I've got several watcher that watch the metrics of kafka. Now something strange happens. When I create the watch via de API the watch keeps firing. When I manually save the watcher the status becomes OK. I tried copying the watcher to the json I'm inserting with the watch api but I cannot see any difference. We are using the Elastic Cloud on version 8.1.0.

The json of the watch

{
  "trigger": {
    "schedule": {
      "interval": "5s"
    }
  },
  "input": {
    "search": {
      "request": {
        "search_type": "query_then_fetch",
        "indices": [
          ".ds-metrics-kafka.consumergroup-*"
        ],
        "rest_total_hits_as_int": true,
        "body": {
          "size": 0,
          "query": {
            "bool": {
              "filter": [
                {
                  "term": {
                    "kafka.consumergroup.id": "admin-application-user"
                  }
                },
                {
                  "range": {
                    "@timestamp": {
                      "gte": "now-5m"
                    }
                  }
                }
              ]
            }
          },
          "aggs": {
            "consumers": {
              "terms": {
                "field": "kafka.consumergroup.id"
              },
              "aggs": {
                "lag": {
                  "avg": {
                    "field": "kafka.consumergroup.consumer_lag"
                  }
                }
              }
            }
          }
        }
      }
    }
  },
  "condition": {
    "script": {
      "source": "if (ctx.payload.hits.total == 0) { return true; } else { if(ctx.payload.aggregations.consumers.buckets[0].lag.value > params.lag_threshold) { return true; } return false; }",
      "lang": "painless",
      "params": {
        "lag_threshold": 5
      }
    }
  },
  "actions": {
    "notify-pagerduty": {
      "throttle_period_in_millis": 172800000,
      "pagerduty": {
        "description": "[Error] Found {{ ctx.payload.hits.total }} docs.
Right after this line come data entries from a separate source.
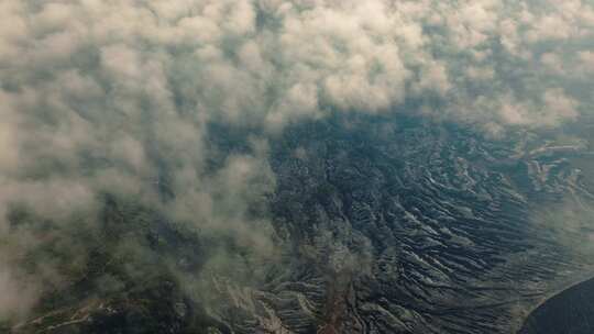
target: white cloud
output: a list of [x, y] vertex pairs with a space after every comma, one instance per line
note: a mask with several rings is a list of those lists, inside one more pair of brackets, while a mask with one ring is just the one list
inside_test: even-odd
[[[559, 45], [588, 45], [594, 9], [542, 2], [1, 1], [0, 208], [23, 201], [67, 220], [110, 189], [248, 233], [245, 205], [274, 187], [266, 154], [229, 156], [205, 176], [209, 122], [266, 136], [426, 96], [440, 108], [406, 112], [498, 132], [574, 120], [572, 51]], [[594, 68], [590, 51], [576, 57]], [[535, 80], [535, 64], [554, 78]], [[167, 204], [153, 187], [162, 164], [176, 193]]]

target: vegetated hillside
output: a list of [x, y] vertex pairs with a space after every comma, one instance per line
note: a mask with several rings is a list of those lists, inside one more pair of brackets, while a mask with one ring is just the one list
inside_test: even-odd
[[587, 334], [594, 332], [594, 279], [547, 300], [526, 320], [520, 334]]
[[[510, 333], [588, 265], [564, 231], [535, 222], [543, 205], [592, 200], [571, 165], [584, 151], [410, 119], [301, 124], [271, 147], [282, 256], [257, 279], [212, 277], [216, 303], [189, 296], [178, 272], [200, 274], [209, 241], [107, 201], [105, 234], [88, 236], [96, 260], [13, 331]], [[578, 227], [566, 233], [586, 237]], [[118, 285], [101, 293], [106, 277]]]

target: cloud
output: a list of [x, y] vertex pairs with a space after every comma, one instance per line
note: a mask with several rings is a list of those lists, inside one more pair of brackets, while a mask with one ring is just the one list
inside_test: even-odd
[[[14, 204], [64, 223], [117, 192], [266, 244], [248, 208], [274, 189], [263, 147], [287, 124], [414, 100], [403, 112], [557, 126], [583, 110], [564, 68], [592, 68], [593, 26], [580, 0], [4, 0], [0, 230]], [[212, 124], [257, 135], [219, 152]]]

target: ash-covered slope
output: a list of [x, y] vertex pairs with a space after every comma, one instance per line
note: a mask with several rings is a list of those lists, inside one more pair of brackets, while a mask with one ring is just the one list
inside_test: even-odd
[[[513, 333], [542, 298], [587, 274], [590, 253], [572, 245], [594, 235], [590, 220], [543, 223], [543, 208], [590, 205], [572, 165], [588, 149], [410, 119], [294, 126], [270, 153], [277, 185], [264, 207], [278, 260], [246, 260], [250, 280], [239, 269], [209, 277], [202, 259], [215, 245], [199, 232], [108, 201], [107, 243], [89, 246], [97, 260], [12, 331]], [[109, 241], [146, 250], [112, 254], [121, 247]], [[208, 301], [183, 272], [209, 281]], [[101, 292], [106, 276], [120, 286]]]
[[590, 196], [568, 159], [586, 146], [563, 147], [527, 133], [487, 140], [415, 120], [287, 131], [274, 149], [272, 208], [292, 245], [290, 269], [242, 294], [249, 302], [237, 310], [250, 321], [230, 326], [517, 330], [532, 304], [588, 263], [535, 219], [543, 205]]

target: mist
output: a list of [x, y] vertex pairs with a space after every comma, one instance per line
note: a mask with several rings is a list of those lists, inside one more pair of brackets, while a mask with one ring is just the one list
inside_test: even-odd
[[[276, 261], [270, 144], [287, 126], [554, 130], [592, 114], [593, 48], [585, 0], [3, 0], [0, 321], [84, 270], [106, 198], [199, 231], [201, 272], [229, 275], [237, 247]], [[152, 256], [127, 243], [109, 247]]]

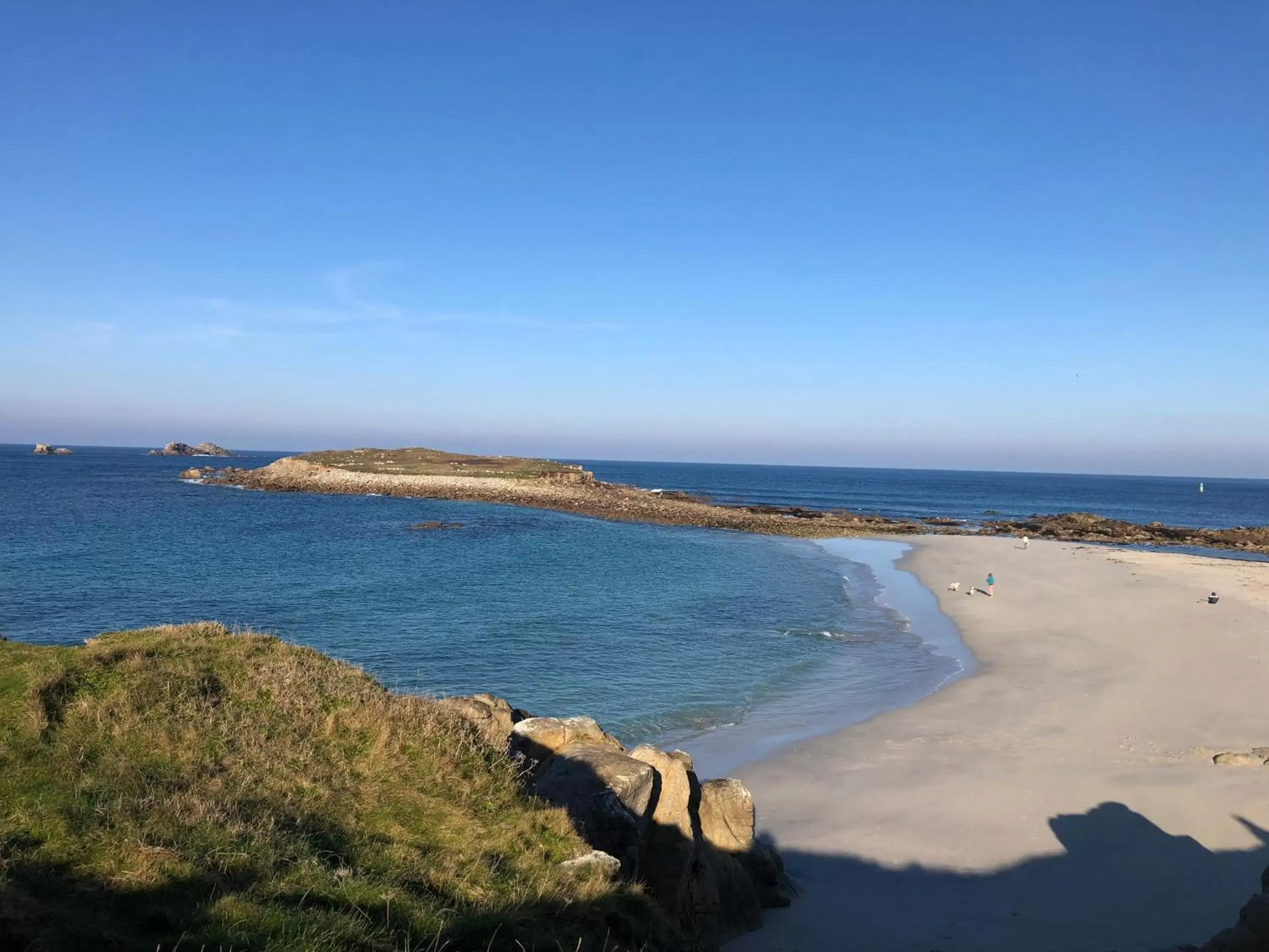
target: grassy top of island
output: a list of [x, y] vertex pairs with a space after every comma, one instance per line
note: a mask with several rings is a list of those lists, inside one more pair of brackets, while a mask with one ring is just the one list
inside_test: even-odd
[[216, 623], [0, 641], [0, 946], [671, 947], [440, 702]]
[[349, 472], [398, 476], [475, 476], [525, 480], [581, 471], [580, 466], [557, 463], [552, 459], [532, 459], [519, 456], [472, 456], [428, 449], [426, 447], [321, 449], [313, 453], [301, 453], [296, 458], [320, 466], [334, 466]]
[[[190, 473], [192, 475], [192, 473]], [[423, 447], [325, 449], [278, 459], [258, 470], [230, 467], [201, 480], [274, 493], [377, 494], [456, 499], [556, 509], [619, 522], [699, 526], [773, 536], [831, 538], [860, 534], [1033, 536], [1066, 542], [1193, 546], [1269, 555], [1269, 527], [1207, 529], [1108, 519], [1090, 513], [1025, 519], [926, 518], [760, 504], [718, 505], [687, 493], [602, 482], [579, 466], [513, 456], [467, 456]]]

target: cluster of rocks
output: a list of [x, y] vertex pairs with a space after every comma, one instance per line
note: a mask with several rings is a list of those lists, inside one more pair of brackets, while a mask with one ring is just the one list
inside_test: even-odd
[[214, 443], [199, 443], [194, 447], [189, 443], [169, 443], [162, 449], [151, 449], [150, 456], [233, 456], [233, 453]]
[[[711, 505], [687, 494], [657, 493], [615, 482], [590, 481], [584, 470], [565, 473], [569, 479], [504, 479], [499, 476], [440, 476], [392, 472], [362, 472], [340, 466], [283, 457], [256, 470], [217, 473], [212, 485], [233, 485], [272, 493], [377, 494], [410, 499], [456, 499], [555, 509], [619, 522], [650, 522], [669, 526], [699, 526], [779, 536], [826, 538], [860, 533], [931, 532], [920, 523], [884, 517], [854, 515], [843, 510], [820, 513], [797, 506]], [[952, 529], [961, 532], [962, 529]]]
[[1212, 758], [1217, 767], [1269, 767], [1269, 748], [1226, 750]]
[[1239, 911], [1239, 922], [1204, 946], [1181, 946], [1176, 952], [1269, 952], [1269, 867], [1260, 875], [1260, 891]]
[[787, 906], [775, 848], [754, 836], [740, 781], [702, 783], [692, 758], [647, 744], [627, 750], [590, 717], [533, 717], [491, 694], [447, 707], [522, 764], [528, 788], [569, 811], [591, 852], [569, 866], [641, 882], [692, 949], [716, 949]]
[[1093, 513], [1032, 515], [1029, 519], [989, 519], [978, 529], [983, 536], [1030, 536], [1063, 542], [1113, 542], [1118, 545], [1207, 546], [1269, 552], [1269, 526], [1236, 526], [1231, 529], [1198, 529], [1142, 526], [1123, 519], [1107, 519]]

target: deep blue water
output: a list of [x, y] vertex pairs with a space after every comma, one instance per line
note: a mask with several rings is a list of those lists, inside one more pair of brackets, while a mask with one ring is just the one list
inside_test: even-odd
[[[1269, 524], [1269, 480], [1072, 476], [1043, 472], [868, 470], [831, 466], [575, 461], [609, 482], [704, 493], [720, 503], [849, 509], [890, 517], [978, 520], [1084, 512], [1167, 526]], [[1203, 493], [1198, 491], [1199, 481]]]
[[[259, 466], [277, 454], [249, 454]], [[534, 509], [198, 486], [137, 449], [0, 447], [0, 632], [75, 644], [214, 618], [387, 685], [492, 691], [628, 741], [942, 680], [867, 569], [797, 539]], [[410, 531], [428, 519], [450, 531]]]
[[[1193, 480], [584, 462], [604, 480], [726, 501], [1269, 523], [1266, 481], [1206, 480], [1199, 495]], [[214, 618], [362, 664], [392, 688], [492, 691], [539, 713], [593, 715], [627, 741], [736, 721], [792, 739], [914, 701], [958, 669], [923, 641], [938, 641], [937, 609], [909, 608], [910, 631], [883, 604], [905, 604], [910, 576], [888, 561], [901, 543], [879, 556], [513, 506], [250, 493], [183, 482], [187, 465], [0, 446], [0, 632], [75, 644]], [[463, 528], [407, 528], [428, 519]]]

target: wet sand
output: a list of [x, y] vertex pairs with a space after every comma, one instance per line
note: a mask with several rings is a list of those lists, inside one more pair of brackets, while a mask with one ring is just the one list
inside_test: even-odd
[[1269, 565], [907, 541], [980, 670], [739, 772], [803, 892], [728, 949], [1127, 952], [1231, 924], [1269, 864], [1269, 767], [1212, 757], [1269, 746]]

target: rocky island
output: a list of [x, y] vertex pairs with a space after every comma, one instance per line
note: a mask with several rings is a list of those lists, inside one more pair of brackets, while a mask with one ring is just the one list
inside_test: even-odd
[[423, 447], [301, 453], [258, 470], [221, 471], [206, 476], [203, 485], [233, 485], [274, 493], [377, 493], [503, 503], [621, 522], [700, 526], [807, 538], [931, 531], [916, 522], [855, 515], [844, 510], [714, 505], [685, 493], [602, 482], [594, 473], [571, 463], [515, 456], [470, 456]]
[[273, 493], [346, 493], [503, 503], [619, 522], [700, 526], [773, 536], [832, 538], [862, 534], [1032, 536], [1067, 542], [1194, 546], [1269, 555], [1269, 526], [1199, 529], [1107, 519], [1089, 513], [1027, 519], [891, 519], [844, 509], [718, 505], [688, 493], [603, 482], [580, 466], [515, 456], [470, 456], [439, 449], [326, 449], [288, 456], [256, 470], [203, 473], [204, 485]]
[[214, 443], [199, 443], [192, 447], [189, 443], [175, 442], [162, 449], [151, 449], [150, 456], [233, 456], [233, 453]]

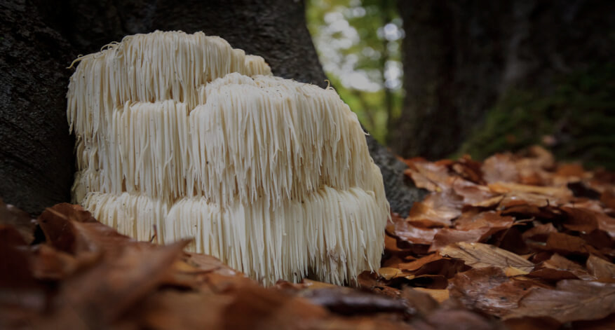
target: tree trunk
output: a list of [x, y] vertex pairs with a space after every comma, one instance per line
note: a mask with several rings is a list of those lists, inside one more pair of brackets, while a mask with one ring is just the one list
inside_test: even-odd
[[[4, 6], [0, 56], [0, 196], [31, 212], [69, 200], [74, 141], [65, 97], [78, 54], [97, 51], [128, 34], [203, 31], [262, 56], [274, 74], [326, 85], [306, 27], [302, 1], [15, 1]], [[419, 191], [405, 165], [371, 137], [392, 209], [407, 213]], [[404, 183], [405, 181], [405, 183]]]
[[612, 62], [609, 0], [400, 1], [406, 92], [390, 132], [398, 154], [447, 157], [511, 88]]

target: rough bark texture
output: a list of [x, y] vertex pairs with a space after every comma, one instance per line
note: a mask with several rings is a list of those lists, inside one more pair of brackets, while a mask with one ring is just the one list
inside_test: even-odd
[[403, 156], [446, 157], [510, 88], [548, 90], [558, 75], [613, 61], [609, 0], [398, 4], [406, 99], [390, 138]]
[[[16, 0], [2, 3], [0, 196], [32, 213], [69, 200], [73, 143], [65, 95], [79, 54], [128, 34], [203, 31], [264, 57], [274, 74], [326, 85], [298, 1]], [[392, 209], [407, 213], [420, 194], [405, 165], [370, 137]]]

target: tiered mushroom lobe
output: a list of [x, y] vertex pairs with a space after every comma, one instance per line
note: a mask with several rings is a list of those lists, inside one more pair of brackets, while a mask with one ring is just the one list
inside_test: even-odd
[[332, 88], [273, 76], [202, 32], [130, 36], [78, 62], [72, 194], [100, 221], [137, 240], [194, 237], [267, 284], [379, 267], [382, 176]]

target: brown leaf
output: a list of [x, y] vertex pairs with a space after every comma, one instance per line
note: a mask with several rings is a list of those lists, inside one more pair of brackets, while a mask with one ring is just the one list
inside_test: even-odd
[[438, 303], [442, 303], [450, 297], [448, 289], [426, 289], [424, 287], [413, 287], [413, 290], [427, 294]]
[[[110, 324], [165, 278], [187, 241], [158, 247], [135, 242], [62, 283], [54, 315], [58, 327]], [[142, 262], [147, 260], [147, 262]]]
[[470, 231], [482, 228], [489, 228], [489, 233], [511, 228], [515, 221], [512, 216], [502, 216], [494, 211], [480, 212], [473, 216], [461, 216], [455, 220], [455, 228]]
[[432, 193], [412, 205], [407, 221], [411, 224], [423, 221], [431, 224], [430, 226], [449, 226], [453, 219], [461, 214], [461, 198], [454, 193]]
[[591, 255], [587, 259], [587, 269], [599, 280], [615, 279], [615, 265], [604, 259]]
[[480, 170], [480, 162], [473, 160], [468, 155], [458, 159], [452, 165], [452, 168], [462, 178], [477, 184], [485, 184], [482, 179], [482, 171]]
[[411, 226], [405, 220], [395, 223], [395, 235], [405, 241], [414, 244], [431, 245], [438, 231], [438, 228]]
[[457, 274], [450, 280], [449, 290], [451, 297], [468, 308], [503, 316], [518, 307], [519, 300], [533, 285], [508, 277], [501, 268], [487, 267]]
[[534, 288], [505, 318], [549, 317], [560, 322], [600, 319], [613, 312], [615, 284], [564, 280], [555, 289]]
[[476, 205], [496, 197], [488, 187], [462, 179], [453, 181], [452, 187], [455, 193], [463, 198], [464, 204], [466, 205]]
[[485, 160], [481, 170], [488, 183], [518, 182], [520, 175], [512, 153], [496, 153]]
[[577, 207], [562, 207], [568, 217], [564, 226], [571, 231], [591, 233], [598, 228], [598, 221], [593, 212]]
[[611, 209], [615, 209], [615, 191], [612, 189], [605, 190], [600, 195], [600, 202], [607, 207]]
[[590, 253], [600, 254], [593, 247], [587, 245], [582, 238], [562, 233], [549, 233], [544, 249], [563, 255], [581, 254], [586, 256]]
[[529, 273], [534, 268], [534, 263], [522, 257], [505, 249], [482, 243], [466, 243], [460, 242], [445, 247], [440, 254], [458, 258], [474, 268], [496, 267], [506, 269], [514, 267]]
[[302, 292], [301, 296], [330, 312], [346, 315], [382, 312], [403, 313], [406, 310], [400, 300], [347, 287], [306, 290]]
[[489, 184], [489, 189], [497, 193], [521, 193], [536, 194], [567, 200], [572, 197], [572, 193], [565, 186], [545, 187], [514, 184], [511, 182], [496, 182]]
[[419, 188], [432, 192], [447, 191], [454, 179], [449, 174], [446, 163], [431, 163], [419, 159], [408, 160], [408, 169], [404, 174], [410, 177]]
[[522, 234], [524, 240], [532, 240], [536, 242], [546, 242], [549, 234], [557, 233], [557, 230], [550, 222], [541, 224], [529, 228]]
[[590, 281], [595, 280], [580, 265], [557, 254], [553, 254], [548, 260], [537, 265], [536, 268], [528, 274], [528, 276], [552, 280], [581, 279]]

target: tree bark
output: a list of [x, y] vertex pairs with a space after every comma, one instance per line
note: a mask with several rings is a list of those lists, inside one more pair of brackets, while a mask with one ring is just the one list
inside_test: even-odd
[[[74, 141], [68, 135], [66, 95], [79, 54], [98, 51], [128, 34], [203, 31], [262, 56], [274, 74], [326, 85], [306, 27], [302, 1], [171, 0], [18, 0], [3, 8], [0, 56], [0, 196], [40, 212], [69, 200]], [[367, 137], [383, 172], [392, 209], [407, 213], [419, 190], [405, 165]]]
[[406, 97], [389, 141], [403, 156], [447, 157], [511, 88], [548, 90], [559, 75], [613, 62], [609, 0], [398, 4]]

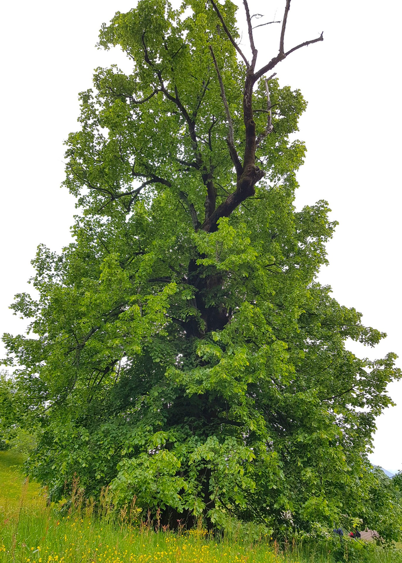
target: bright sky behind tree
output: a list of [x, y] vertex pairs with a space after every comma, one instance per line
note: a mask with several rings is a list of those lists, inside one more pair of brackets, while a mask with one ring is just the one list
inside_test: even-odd
[[[283, 2], [250, 2], [256, 23], [282, 17]], [[128, 61], [116, 50], [94, 47], [101, 23], [129, 0], [38, 0], [3, 5], [0, 332], [23, 330], [7, 307], [29, 291], [30, 260], [44, 243], [59, 251], [69, 240], [74, 200], [58, 186], [62, 142], [77, 127], [78, 93], [93, 69]], [[292, 46], [324, 31], [324, 41], [293, 53], [275, 69], [281, 86], [300, 88], [309, 102], [300, 122], [306, 163], [298, 174], [299, 207], [327, 199], [339, 221], [320, 275], [342, 304], [363, 312], [363, 323], [388, 334], [360, 356], [402, 356], [400, 47], [402, 8], [376, 2], [293, 0], [287, 32]], [[261, 61], [276, 52], [278, 24], [259, 28]], [[246, 42], [244, 42], [246, 43]], [[31, 289], [31, 288], [30, 288]], [[402, 365], [402, 360], [397, 363]], [[390, 389], [397, 406], [378, 421], [372, 461], [402, 468], [402, 382]]]

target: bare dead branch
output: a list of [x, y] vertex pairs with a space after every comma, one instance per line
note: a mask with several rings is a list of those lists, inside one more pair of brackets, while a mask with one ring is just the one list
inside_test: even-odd
[[181, 158], [178, 158], [177, 160], [179, 164], [183, 164], [183, 166], [189, 166], [197, 168], [197, 170], [200, 168], [200, 165], [197, 162], [189, 162], [188, 160], [182, 160]]
[[188, 211], [191, 217], [191, 221], [193, 224], [193, 226], [194, 227], [195, 231], [198, 231], [201, 223], [198, 221], [198, 216], [197, 215], [197, 211], [194, 207], [193, 203], [190, 203], [188, 201], [188, 194], [186, 194], [186, 192], [182, 190], [179, 193], [179, 197], [182, 199], [188, 208]]
[[218, 80], [219, 83], [219, 86], [220, 87], [220, 97], [222, 99], [223, 102], [223, 105], [225, 106], [225, 111], [226, 112], [226, 118], [228, 121], [228, 137], [227, 137], [227, 143], [228, 146], [229, 148], [229, 152], [231, 155], [231, 158], [233, 161], [233, 164], [236, 169], [236, 172], [237, 173], [238, 177], [241, 175], [243, 172], [243, 167], [242, 166], [241, 163], [240, 162], [240, 159], [239, 158], [238, 155], [237, 154], [237, 151], [236, 151], [236, 147], [234, 146], [234, 138], [233, 136], [233, 126], [232, 123], [232, 117], [231, 116], [231, 112], [229, 110], [229, 105], [228, 105], [228, 101], [226, 99], [226, 95], [225, 94], [225, 88], [223, 86], [223, 81], [222, 81], [222, 77], [220, 75], [220, 73], [219, 72], [219, 68], [218, 66], [218, 62], [215, 56], [215, 53], [214, 53], [214, 50], [212, 48], [212, 46], [209, 46], [209, 48], [211, 51], [211, 55], [212, 55], [213, 60], [214, 61], [214, 64], [215, 65], [215, 68], [216, 71], [216, 74], [218, 75]]
[[286, 6], [284, 8], [284, 14], [283, 14], [283, 19], [282, 20], [282, 29], [281, 30], [281, 39], [279, 40], [279, 55], [284, 55], [284, 48], [283, 47], [283, 43], [284, 42], [284, 32], [286, 29], [286, 21], [287, 20], [287, 15], [289, 13], [289, 10], [290, 10], [290, 0], [286, 0]]
[[267, 109], [268, 114], [268, 123], [265, 131], [264, 131], [262, 133], [260, 133], [257, 137], [255, 141], [256, 146], [258, 146], [263, 139], [265, 138], [267, 135], [269, 135], [274, 128], [274, 126], [272, 124], [272, 111], [271, 109], [272, 106], [271, 105], [271, 99], [269, 96], [269, 88], [268, 88], [268, 79], [265, 79], [265, 92], [267, 92]]
[[273, 21], [267, 21], [265, 24], [260, 24], [259, 25], [255, 25], [252, 28], [253, 29], [256, 29], [257, 28], [262, 28], [264, 25], [269, 25], [270, 24], [280, 24], [281, 20], [275, 20]]
[[240, 56], [242, 57], [242, 59], [243, 59], [243, 60], [246, 63], [246, 66], [247, 66], [247, 68], [250, 68], [250, 64], [249, 64], [249, 61], [247, 61], [247, 59], [246, 58], [246, 57], [243, 54], [243, 53], [242, 53], [242, 52], [241, 49], [240, 48], [240, 47], [238, 46], [238, 45], [237, 44], [237, 43], [236, 42], [236, 41], [233, 39], [233, 37], [232, 35], [232, 34], [231, 33], [231, 32], [228, 29], [227, 26], [226, 24], [225, 23], [225, 20], [223, 19], [223, 17], [222, 17], [222, 15], [220, 13], [220, 12], [219, 11], [218, 6], [216, 6], [216, 5], [214, 2], [214, 0], [210, 0], [210, 2], [211, 2], [211, 3], [213, 5], [213, 6], [214, 7], [214, 10], [216, 12], [216, 15], [218, 15], [218, 17], [220, 20], [220, 22], [221, 22], [221, 23], [222, 24], [222, 27], [223, 28], [223, 29], [224, 29], [224, 30], [225, 31], [225, 33], [226, 33], [227, 35], [228, 36], [228, 38], [229, 41], [231, 42], [231, 43], [232, 43], [232, 44], [233, 46], [233, 47], [234, 47], [234, 48], [236, 50], [236, 51], [237, 51], [237, 52], [239, 53], [239, 55], [240, 55]]
[[254, 71], [255, 63], [257, 61], [258, 51], [254, 44], [254, 38], [252, 36], [252, 26], [251, 25], [251, 18], [250, 17], [250, 10], [249, 10], [249, 4], [247, 0], [243, 0], [244, 8], [246, 10], [246, 17], [247, 18], [247, 25], [249, 28], [249, 39], [250, 39], [250, 46], [251, 48], [252, 59], [251, 59], [251, 69]]
[[146, 102], [147, 102], [148, 100], [150, 100], [151, 98], [153, 97], [155, 94], [157, 94], [160, 91], [161, 91], [159, 90], [159, 88], [155, 88], [153, 92], [152, 92], [152, 94], [150, 94], [149, 96], [147, 96], [146, 97], [143, 98], [142, 100], [135, 100], [135, 98], [134, 98], [132, 96], [129, 96], [128, 97], [130, 101], [134, 105], [141, 105], [141, 104], [144, 104]]
[[263, 75], [265, 74], [265, 73], [268, 72], [269, 70], [272, 70], [274, 66], [278, 64], [281, 61], [283, 61], [284, 59], [292, 53], [294, 51], [297, 51], [297, 49], [301, 48], [302, 47], [306, 47], [308, 45], [311, 45], [313, 43], [317, 43], [318, 41], [323, 41], [324, 38], [323, 37], [323, 33], [317, 37], [317, 39], [310, 39], [309, 41], [305, 41], [304, 43], [301, 43], [300, 45], [296, 45], [296, 47], [293, 47], [293, 48], [290, 49], [289, 51], [287, 51], [286, 53], [283, 53], [282, 55], [281, 53], [279, 53], [276, 57], [274, 57], [268, 64], [265, 65], [265, 66], [263, 66], [256, 73], [254, 74], [254, 81], [256, 82], [259, 78], [260, 78]]
[[311, 45], [313, 43], [317, 43], [318, 41], [323, 41], [324, 38], [323, 37], [323, 34], [324, 32], [321, 32], [321, 35], [319, 37], [317, 37], [317, 39], [310, 39], [310, 41], [305, 41], [304, 43], [301, 43], [300, 45], [296, 45], [296, 47], [293, 47], [292, 49], [290, 49], [289, 51], [287, 51], [284, 53], [285, 57], [287, 57], [288, 55], [290, 55], [294, 51], [297, 51], [297, 49], [301, 49], [302, 47], [307, 47], [308, 45]]

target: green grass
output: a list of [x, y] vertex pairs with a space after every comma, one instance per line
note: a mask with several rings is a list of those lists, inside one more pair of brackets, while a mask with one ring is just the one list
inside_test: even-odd
[[[24, 455], [13, 451], [0, 451], [0, 513], [18, 507], [25, 480], [21, 472]], [[39, 499], [40, 488], [36, 483], [25, 487], [25, 505], [37, 503]], [[42, 501], [42, 499], [40, 499]]]
[[400, 550], [352, 540], [340, 559], [331, 543], [280, 549], [269, 538], [246, 540], [236, 529], [231, 539], [220, 540], [201, 527], [157, 533], [143, 523], [130, 524], [124, 511], [95, 517], [91, 505], [62, 515], [47, 506], [38, 485], [25, 481], [22, 461], [0, 452], [0, 563], [402, 563]]

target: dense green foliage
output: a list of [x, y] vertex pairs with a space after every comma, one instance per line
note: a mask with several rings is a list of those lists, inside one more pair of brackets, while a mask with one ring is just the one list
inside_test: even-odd
[[38, 297], [12, 306], [33, 336], [3, 339], [38, 441], [29, 470], [53, 499], [76, 474], [171, 525], [360, 518], [396, 539], [399, 505], [367, 457], [395, 356], [345, 348], [385, 335], [316, 280], [335, 224], [325, 202], [293, 205], [306, 103], [239, 62], [235, 6], [219, 10], [142, 0], [101, 30], [133, 72], [98, 69], [80, 95], [74, 242], [39, 248]]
The admin-application-user consumer is down or exceeds the lag threshold of 5. See the payload for details",
        "attach_payload": true,
        "account": "kafka"
      }
    }
  }
}

Any suggestions on how to tackle this problem?

Gerard

If you put the watch, the status is always reset. Feel free to create an issue in the Elasticsearch repository about that, if that is something you are missing, along with an example/reason.

Thanks!

This topic was automatically closed 28 days after the last reply. New replies are no longer allowed.